The viewer is treated to glamorous building openings such as that of the Imprint nightclub in Seoul, in the presence of celebrities like the American artist Jeff Koons. The film also shows the “raw” side of the profession, from consultations with students to client presentations and internal meetings; the obstacles and the tough negotiations that are sometimes necessary to get innovative designs realized.

Under Tomorrow’s Sky shows above all the passion and enthusiasm of Maas, who sees it as his mission to design better cities for the future. “If you understand that the world population will grow by another 2 billion people by 2050, and the same again by 2100, and that most people will live in cities, you see we must take to the skies and develop innovative forms of high-rise buildings in which people can live and work comfortably”, he says. “One of my dreams is to gain momentum with the Vertical Village concept we studied at The Why Factory and MVRDV, stacked houses connected by bridges and plazas. This allows you to create a park, a childcare centre, a café, and workplaces at a height of 100 meters. That’s what the urbanism of the future should look like.”

Still from Under Tomorrow’s Sky by Jan Louter. Courtesy of MVRDV and the filmmaker

Winy Maas (born 1959) is an architect, urban planner, and landscape architect, and a founding partner of architectural firm MVRDV in 1993. Maas gained international fame with a wide range of designs and research that, while varying in scale, are always innovative, experimental, and theoretically well-founded. Since 2012, he has been supervisor of the Floriade 2022 Expo in Almere, and since 2017 supervisor for the inner city of Eindhoven. Maas is a frequent guest speaker and visiting professor and directs The Why Factory, the think tank he founded at TU Delft that researches and visualizes future cities. In 2011, Maas was appointed Chevalier de la Légion d’honneur, the highest award of the French government. In 2015, he was appointed Knight of the Order of the Netherlands Lion by the Dutch government. He is also an honorary member of professional architects’ organizations in Scotland, England, and the United States.

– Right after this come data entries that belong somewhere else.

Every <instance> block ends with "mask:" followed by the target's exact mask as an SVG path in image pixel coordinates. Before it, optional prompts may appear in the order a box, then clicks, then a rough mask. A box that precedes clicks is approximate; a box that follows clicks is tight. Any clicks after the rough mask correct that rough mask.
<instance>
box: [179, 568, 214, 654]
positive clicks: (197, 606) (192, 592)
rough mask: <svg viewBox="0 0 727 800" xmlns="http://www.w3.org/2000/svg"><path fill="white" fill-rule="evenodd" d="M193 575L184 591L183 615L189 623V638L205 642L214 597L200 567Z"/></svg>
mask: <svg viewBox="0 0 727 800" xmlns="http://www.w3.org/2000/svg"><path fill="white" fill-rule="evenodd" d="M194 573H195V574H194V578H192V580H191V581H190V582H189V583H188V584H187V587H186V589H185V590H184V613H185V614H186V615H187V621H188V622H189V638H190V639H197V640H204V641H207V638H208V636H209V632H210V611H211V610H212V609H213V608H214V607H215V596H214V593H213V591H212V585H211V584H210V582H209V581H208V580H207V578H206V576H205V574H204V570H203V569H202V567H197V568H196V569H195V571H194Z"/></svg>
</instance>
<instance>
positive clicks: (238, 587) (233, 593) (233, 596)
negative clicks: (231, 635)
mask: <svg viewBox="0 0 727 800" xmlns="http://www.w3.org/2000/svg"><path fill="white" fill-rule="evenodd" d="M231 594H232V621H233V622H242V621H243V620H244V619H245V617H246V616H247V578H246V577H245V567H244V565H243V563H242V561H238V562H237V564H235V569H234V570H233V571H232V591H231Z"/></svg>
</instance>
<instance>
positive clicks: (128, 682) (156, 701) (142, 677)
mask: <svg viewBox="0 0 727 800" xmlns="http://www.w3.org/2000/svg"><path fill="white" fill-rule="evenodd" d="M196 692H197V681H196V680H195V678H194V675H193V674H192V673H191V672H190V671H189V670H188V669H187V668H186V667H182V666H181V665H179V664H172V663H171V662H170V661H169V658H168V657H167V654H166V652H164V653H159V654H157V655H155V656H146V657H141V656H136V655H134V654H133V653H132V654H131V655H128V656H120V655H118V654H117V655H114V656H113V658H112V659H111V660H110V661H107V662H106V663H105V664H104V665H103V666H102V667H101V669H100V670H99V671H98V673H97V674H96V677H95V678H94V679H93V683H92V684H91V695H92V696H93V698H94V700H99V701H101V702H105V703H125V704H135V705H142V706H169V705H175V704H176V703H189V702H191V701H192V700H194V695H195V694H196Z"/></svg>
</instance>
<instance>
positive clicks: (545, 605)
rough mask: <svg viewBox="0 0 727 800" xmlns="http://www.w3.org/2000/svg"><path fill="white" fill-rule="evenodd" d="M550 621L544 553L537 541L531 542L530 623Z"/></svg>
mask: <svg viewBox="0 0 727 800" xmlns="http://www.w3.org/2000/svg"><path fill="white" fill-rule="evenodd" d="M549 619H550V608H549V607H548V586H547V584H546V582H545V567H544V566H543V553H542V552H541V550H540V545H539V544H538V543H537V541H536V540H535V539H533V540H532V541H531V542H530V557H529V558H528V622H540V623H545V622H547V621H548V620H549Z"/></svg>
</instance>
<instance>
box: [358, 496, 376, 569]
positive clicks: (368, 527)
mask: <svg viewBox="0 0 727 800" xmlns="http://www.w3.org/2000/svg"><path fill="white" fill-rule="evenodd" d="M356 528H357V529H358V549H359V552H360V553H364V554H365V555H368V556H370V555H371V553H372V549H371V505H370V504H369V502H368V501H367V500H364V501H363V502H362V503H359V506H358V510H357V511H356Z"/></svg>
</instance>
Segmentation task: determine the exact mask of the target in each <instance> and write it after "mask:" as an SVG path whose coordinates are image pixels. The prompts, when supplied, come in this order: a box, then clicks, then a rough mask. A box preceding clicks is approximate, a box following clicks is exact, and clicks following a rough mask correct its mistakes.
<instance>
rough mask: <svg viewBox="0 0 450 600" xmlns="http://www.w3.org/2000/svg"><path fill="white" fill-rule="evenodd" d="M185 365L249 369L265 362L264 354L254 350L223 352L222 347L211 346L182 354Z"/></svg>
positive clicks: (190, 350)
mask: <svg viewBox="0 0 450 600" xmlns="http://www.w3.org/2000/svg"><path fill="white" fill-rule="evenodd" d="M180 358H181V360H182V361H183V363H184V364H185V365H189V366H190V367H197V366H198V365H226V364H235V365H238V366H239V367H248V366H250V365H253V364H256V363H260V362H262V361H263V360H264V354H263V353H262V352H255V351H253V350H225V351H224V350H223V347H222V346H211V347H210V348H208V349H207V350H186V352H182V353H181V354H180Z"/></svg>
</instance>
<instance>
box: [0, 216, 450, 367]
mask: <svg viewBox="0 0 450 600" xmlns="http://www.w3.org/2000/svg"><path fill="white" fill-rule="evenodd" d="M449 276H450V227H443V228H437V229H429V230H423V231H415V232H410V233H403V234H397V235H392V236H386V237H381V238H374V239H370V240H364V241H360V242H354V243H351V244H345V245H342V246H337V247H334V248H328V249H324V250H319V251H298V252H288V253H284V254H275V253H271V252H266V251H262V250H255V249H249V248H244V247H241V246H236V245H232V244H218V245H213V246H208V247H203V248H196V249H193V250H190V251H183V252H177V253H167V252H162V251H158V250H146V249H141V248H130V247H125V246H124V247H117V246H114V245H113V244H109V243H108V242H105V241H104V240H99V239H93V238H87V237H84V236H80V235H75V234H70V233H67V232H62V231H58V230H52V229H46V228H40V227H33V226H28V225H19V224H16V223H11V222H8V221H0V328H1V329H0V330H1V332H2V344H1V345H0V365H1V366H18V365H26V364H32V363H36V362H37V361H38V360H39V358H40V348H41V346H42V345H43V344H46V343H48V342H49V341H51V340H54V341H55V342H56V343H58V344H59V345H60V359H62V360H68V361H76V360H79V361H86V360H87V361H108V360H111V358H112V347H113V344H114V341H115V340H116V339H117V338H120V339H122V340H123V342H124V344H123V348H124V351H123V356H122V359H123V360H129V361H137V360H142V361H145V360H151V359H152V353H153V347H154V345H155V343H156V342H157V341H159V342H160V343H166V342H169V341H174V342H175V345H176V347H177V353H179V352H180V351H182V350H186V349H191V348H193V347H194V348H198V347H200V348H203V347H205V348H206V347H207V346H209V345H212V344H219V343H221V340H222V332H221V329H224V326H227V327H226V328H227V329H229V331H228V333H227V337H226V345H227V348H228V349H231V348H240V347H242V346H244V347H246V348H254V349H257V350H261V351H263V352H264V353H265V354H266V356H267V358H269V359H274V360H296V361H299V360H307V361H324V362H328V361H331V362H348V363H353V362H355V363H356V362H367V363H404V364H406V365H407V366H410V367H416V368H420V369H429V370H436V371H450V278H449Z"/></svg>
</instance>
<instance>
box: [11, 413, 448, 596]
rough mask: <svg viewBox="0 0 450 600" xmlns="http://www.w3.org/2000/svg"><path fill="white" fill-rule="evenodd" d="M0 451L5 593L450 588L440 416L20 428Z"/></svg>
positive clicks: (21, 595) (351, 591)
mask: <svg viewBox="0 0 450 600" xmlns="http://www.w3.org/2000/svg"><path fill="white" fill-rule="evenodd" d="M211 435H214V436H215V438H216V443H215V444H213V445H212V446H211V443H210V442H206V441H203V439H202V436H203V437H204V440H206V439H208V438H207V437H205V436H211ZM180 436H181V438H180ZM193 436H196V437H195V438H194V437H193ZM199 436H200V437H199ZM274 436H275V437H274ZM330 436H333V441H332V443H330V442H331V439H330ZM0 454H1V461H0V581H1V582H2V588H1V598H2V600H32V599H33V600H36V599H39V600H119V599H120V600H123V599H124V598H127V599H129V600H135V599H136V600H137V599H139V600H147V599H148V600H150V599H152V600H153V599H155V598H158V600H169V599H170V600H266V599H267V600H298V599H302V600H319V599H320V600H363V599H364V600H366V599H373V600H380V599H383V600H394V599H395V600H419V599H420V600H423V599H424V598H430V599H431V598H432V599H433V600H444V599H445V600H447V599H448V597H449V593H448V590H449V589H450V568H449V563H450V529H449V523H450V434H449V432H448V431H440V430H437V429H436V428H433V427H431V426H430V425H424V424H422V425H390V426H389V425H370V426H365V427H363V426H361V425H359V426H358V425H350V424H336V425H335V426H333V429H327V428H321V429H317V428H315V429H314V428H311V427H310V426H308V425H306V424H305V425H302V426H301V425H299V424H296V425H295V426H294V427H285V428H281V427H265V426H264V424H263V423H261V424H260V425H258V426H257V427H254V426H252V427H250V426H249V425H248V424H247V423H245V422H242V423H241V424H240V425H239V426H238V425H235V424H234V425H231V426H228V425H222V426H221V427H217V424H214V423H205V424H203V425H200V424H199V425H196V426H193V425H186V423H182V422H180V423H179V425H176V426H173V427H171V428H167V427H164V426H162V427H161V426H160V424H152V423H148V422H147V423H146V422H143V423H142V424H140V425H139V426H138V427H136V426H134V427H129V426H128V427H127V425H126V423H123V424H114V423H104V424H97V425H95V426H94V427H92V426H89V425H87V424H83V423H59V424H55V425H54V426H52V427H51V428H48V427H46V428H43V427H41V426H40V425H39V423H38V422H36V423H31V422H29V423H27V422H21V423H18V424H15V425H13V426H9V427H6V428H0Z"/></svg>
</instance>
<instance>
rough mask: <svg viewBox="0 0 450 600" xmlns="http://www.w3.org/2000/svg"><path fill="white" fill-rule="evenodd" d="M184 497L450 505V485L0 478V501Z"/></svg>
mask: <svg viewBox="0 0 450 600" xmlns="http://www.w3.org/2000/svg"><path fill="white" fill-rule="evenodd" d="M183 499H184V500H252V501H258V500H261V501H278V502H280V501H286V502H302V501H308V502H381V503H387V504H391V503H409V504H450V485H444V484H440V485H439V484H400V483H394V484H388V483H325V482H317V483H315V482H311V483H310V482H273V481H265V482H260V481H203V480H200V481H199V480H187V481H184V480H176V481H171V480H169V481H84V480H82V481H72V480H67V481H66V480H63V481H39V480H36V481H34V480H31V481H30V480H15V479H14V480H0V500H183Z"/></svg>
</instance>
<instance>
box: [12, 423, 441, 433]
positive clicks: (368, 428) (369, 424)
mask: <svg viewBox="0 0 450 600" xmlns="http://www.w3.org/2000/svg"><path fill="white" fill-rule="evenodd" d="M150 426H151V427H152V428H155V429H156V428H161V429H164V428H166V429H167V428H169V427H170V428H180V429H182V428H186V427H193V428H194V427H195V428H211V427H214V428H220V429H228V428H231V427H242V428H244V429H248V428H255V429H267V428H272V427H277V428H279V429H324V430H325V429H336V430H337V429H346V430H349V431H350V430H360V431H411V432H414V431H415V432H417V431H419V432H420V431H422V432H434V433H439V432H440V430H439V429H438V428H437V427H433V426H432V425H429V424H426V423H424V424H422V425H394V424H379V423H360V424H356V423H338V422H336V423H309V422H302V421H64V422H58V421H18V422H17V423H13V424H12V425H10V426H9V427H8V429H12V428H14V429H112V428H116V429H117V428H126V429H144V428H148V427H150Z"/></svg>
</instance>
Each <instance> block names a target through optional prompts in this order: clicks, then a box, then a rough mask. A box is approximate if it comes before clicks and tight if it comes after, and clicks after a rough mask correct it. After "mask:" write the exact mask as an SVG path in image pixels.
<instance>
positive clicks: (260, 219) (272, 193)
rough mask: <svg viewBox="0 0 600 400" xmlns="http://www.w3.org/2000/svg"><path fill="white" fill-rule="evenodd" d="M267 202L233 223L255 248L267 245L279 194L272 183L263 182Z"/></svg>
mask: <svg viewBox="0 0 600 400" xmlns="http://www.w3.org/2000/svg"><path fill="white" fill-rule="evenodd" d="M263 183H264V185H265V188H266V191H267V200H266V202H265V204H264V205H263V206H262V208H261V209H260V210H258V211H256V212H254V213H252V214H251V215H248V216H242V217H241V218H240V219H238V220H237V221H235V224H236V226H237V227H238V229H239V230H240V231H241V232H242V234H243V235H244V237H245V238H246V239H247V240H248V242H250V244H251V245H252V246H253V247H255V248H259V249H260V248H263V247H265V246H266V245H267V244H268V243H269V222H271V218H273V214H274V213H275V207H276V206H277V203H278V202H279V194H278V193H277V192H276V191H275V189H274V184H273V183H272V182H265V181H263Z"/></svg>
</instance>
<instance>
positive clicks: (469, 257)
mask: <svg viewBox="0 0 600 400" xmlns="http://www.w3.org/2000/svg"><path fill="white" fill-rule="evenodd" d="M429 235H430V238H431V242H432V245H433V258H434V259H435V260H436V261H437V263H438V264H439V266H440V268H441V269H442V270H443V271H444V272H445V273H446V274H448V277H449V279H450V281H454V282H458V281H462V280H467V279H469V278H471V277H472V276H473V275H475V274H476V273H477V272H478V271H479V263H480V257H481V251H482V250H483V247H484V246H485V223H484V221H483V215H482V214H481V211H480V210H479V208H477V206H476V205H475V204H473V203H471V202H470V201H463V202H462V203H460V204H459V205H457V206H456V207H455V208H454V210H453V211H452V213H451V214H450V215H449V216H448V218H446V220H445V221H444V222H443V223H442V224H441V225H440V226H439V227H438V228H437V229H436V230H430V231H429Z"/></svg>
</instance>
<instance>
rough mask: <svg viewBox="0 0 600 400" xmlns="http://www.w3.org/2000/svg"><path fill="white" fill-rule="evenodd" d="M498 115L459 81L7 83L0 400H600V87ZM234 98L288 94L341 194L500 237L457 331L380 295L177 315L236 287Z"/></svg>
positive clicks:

Jan Louter. Courtesy of the filmmaker

Jan Louter (born 1954) is a creator and director of independent documentaries for television and cinema that are both visual and conceptual as well as imaginative and challenging. He has realized about 35 documentaries in total, portraying many writers and artists, but is equally interested in social issues. Jan Louter’s work is shown on television and at international film festivals. His documentaries have won several awards, twice receiving a special mention from the AIF jury in Los Angeles.